Engineering Pore Environments of Sulfate-Pillared Metal-Organic Framework for Efficient C2H2/CO2 Separation with Record Selectivity

Engineering pore environments exhibit great potential in improving gas adsorption and separation performances but require specific means for acetylene/carbon dioxide (C2H2/CO2) separation due to their identical dynamic diameters and similar properties. Herein, a novel sulfate-pillared MOF adsorbent (SOFOUR-TEPE-Zn) using 1,1,2,2-tetra(pyridin-4-yl) ethene (TEPE) ligand with dense electronegative pore surfaces is reported. Compared to the prototype SOFOUR-1-Zn, SOFOUR-TEPE-Zn exhibits a higher C2H2 uptake (89.1 cm(3) g(-1)), meanwhile the CO2 uptake reduces to 14.1 cm(3) g(-1), only 17.4% of that on SOFOUR-1-Zn (81.0 cm(3) g(-1)). The high affinity toward C2H2 than CO2 is demonstrated by the benchmark C2H2/CO2 selectivity (16 833). Furthermore, dynamic breakthrough experiments confirm its application feasibility and good cyclability at various flow rates.
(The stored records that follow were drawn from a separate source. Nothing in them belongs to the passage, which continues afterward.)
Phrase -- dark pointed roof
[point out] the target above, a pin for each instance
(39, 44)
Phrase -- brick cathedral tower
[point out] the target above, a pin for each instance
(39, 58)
During the desorption cycle, 60.1 cm(3) g(-1) C2H2 of 99.5% purity or 33.2 cm(3) g(-1) C2H2 of 99.99% purity can be recovered by stepped purging and mild heating. The simulated pressure swing adsorption processes reveal that 75.5 cm(3) g(-1) C2H2 of 99.5+% purity with a high gas recovery of 99.82% can be produced in a counter-current blowdown process. Modeling studies disclose four favorable adsorption sites and dense packing for C2H2.

Automated summary

In this study, a novel sulfate-pillared MOF adsorbent (SOFOUR-TEPE-Zn) using the TEPE ligand with dense electronegative pore surfaces is reported for acetylene/carbon dioxide (C2H2/CO2) separation. Compared to the prototype SOFOUR-1-Zn, SOFOUR-TEPE-Zn shows a higher C2H2 uptake and reduced CO2 uptake, leading to a high C2H2/CO2 selectivity. Dynamic breakthrough experiments confirm its application feasibility and good cyclability at various flow rates. The pressure swing adsorption processes reveal a high gas recovery rate and production of high purity C2H2.